ET-17 * TRANSIENT FASTING ENHANCES REPLICATION AND THERAPEUTIC ACTIVITY OF ONCOLYTIC HSV IN GLIOBLASTOMA THERAPY

Abstract

BACKGROUND AND OBJECTIVE: Short term fasting has been shown to enhance efficacy of chemotherapy by sensitizing tumor cells and protecting normal cells in a variety of cancer models including glioblastoma (GBM). Malignant cells, unlike normal cells, respond to fasting by promoting oncogenic signaling and protein synthesis, which could in turn sensitize them to anticancer agents, broadening therapeutic window. We hypothesize that fasting increases replication of oncolytic herpes simplex virus (oHSV) and its oncolytic activity in glioblastoma. MATERIALS AND METHODS: Patient-derived GBM cell lines, MGG8F and MGG29F, were subjected to transient fasting by switching culture medium [DMEM (4.5 g/L of glucose) supplemented with 10% fetal calf serum (FCS)] to DMEM with low glucose (0.5 g/L) and 1% FCS. oHSV G47δ [Y34.5(-), ICP6 (-), LacZ (+), α47 (-)], currently tested in a phase I/II trial for recurrent GBM, and its derivative G47δ-US11 fluc, expressing firefly luciferase driven by the late US 11 promoter, were used to investigate the impacts of short term fasting on late HSV gene expression, virus yields and tumor cell killing.

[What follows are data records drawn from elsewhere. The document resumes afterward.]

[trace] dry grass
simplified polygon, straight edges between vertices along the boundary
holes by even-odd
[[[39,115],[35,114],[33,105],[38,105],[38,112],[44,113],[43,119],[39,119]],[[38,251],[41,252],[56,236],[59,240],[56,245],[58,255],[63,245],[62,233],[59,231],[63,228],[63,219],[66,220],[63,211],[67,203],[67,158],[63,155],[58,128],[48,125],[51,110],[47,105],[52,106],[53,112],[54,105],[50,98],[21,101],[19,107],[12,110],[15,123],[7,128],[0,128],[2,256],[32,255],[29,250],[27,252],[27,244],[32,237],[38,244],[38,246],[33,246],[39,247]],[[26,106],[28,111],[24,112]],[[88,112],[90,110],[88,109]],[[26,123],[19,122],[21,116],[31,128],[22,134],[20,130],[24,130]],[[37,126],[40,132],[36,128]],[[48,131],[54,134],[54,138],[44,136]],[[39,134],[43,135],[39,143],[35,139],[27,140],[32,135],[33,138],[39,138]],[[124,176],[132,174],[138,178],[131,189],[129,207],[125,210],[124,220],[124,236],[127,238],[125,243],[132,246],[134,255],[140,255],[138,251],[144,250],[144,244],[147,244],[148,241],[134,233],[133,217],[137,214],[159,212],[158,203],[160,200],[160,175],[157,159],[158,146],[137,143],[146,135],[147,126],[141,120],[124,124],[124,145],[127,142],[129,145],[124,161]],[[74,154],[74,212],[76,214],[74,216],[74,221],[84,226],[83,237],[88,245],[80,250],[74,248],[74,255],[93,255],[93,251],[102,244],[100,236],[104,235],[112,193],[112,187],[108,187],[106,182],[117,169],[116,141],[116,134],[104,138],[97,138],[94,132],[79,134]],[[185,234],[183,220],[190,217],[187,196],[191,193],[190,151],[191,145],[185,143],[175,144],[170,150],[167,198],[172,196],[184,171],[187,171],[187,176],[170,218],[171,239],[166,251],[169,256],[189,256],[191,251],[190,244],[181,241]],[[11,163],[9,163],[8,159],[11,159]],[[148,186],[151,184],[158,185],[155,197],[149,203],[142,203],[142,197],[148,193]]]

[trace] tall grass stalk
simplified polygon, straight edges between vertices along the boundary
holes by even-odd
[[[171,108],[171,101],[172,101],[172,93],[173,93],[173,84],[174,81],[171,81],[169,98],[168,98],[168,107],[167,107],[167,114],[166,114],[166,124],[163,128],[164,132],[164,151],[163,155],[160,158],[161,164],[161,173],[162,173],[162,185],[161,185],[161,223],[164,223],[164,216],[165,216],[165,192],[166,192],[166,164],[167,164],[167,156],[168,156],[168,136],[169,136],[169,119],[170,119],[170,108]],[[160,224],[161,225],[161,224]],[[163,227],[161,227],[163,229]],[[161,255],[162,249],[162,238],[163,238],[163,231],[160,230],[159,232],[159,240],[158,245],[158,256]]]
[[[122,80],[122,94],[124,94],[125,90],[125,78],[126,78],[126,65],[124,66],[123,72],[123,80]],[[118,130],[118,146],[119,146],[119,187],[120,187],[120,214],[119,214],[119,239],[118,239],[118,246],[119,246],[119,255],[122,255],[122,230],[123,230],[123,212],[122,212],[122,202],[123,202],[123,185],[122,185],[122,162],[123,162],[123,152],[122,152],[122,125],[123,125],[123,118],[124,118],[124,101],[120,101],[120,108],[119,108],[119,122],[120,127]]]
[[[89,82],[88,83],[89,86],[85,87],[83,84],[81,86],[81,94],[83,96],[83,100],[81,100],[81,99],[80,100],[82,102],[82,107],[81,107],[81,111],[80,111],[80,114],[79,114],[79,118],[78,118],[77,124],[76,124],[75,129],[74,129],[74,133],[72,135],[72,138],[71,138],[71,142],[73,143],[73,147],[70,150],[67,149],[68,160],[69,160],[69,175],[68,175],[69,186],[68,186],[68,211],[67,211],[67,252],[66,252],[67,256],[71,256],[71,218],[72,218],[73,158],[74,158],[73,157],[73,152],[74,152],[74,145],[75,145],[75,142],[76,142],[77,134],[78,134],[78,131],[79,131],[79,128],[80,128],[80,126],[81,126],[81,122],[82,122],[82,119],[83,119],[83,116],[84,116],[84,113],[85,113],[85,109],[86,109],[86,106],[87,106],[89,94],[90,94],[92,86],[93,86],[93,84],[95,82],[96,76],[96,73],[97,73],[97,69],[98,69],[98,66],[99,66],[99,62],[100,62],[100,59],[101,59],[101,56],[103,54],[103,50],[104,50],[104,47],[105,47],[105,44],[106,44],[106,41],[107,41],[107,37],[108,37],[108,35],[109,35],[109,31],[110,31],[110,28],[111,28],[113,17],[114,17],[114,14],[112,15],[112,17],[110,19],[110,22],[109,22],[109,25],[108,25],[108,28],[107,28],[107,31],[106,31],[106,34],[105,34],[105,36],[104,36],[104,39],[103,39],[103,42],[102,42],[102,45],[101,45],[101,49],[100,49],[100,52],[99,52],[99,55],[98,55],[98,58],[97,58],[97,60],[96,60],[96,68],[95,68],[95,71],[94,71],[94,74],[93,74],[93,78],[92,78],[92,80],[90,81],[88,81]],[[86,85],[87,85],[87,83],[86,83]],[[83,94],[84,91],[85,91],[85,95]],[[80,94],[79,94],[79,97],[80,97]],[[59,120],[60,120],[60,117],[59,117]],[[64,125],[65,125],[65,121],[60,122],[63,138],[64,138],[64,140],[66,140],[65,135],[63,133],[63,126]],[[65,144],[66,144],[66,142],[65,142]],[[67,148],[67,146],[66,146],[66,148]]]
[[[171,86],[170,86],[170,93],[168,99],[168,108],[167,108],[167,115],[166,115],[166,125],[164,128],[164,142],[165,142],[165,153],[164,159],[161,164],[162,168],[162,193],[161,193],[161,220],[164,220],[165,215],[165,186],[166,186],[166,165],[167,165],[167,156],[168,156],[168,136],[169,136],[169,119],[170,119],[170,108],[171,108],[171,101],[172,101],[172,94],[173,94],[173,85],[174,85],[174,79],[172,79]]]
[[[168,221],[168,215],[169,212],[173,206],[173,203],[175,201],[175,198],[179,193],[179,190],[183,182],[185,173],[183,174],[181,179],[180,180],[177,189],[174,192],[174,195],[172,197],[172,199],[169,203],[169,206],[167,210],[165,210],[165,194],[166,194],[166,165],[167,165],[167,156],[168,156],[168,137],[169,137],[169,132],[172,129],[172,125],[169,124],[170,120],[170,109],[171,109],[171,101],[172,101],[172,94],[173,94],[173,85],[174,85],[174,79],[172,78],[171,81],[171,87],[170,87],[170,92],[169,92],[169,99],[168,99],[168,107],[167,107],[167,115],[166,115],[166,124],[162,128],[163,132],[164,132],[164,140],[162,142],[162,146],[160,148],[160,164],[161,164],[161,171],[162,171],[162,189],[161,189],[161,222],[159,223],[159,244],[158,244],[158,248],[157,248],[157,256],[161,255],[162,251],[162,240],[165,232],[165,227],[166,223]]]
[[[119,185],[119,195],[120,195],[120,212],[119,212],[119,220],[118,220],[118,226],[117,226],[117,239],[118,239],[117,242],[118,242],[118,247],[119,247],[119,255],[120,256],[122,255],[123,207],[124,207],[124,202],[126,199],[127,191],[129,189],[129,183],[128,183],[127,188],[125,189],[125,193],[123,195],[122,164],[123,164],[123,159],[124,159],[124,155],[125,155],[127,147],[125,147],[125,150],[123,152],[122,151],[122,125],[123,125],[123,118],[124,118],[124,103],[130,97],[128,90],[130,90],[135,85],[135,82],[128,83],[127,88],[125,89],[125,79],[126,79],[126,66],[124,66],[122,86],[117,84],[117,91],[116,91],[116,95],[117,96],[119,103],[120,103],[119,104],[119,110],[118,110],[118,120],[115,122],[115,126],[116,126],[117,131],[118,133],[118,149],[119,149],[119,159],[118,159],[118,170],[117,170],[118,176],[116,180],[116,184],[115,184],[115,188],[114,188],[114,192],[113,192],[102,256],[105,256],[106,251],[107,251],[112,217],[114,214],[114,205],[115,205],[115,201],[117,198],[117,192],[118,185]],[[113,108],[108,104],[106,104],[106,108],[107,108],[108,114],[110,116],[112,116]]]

RESULTS: 24-hour fasting followed by 24-hour recovery with regular medium increased luciferase expression after G47δ-USllfluc infection of MGG8F and MGG29F cells. Transient fasting mediated 2-3-fold increase in G47δ yields in both GBM cells, but not in normal human astrocytes. Although transient fasting alone did not alter cell growth, it significantly enhanced G47δ killing of GBM cells in vitro. In vivo, 48-hour food restriction doubled luciferase activity and caused no toxicity when G47δ-US1 lfluc was intratumorally injected in orthotopic MGG8F xenografts. CONCLUSION: Transient fasting increased viral replication of G47δ and strengthened its oncolytic activity in GBM cells. These results suggest that transient fasting may be effectively combined to enhance oncolytic HSV therapy of GBM.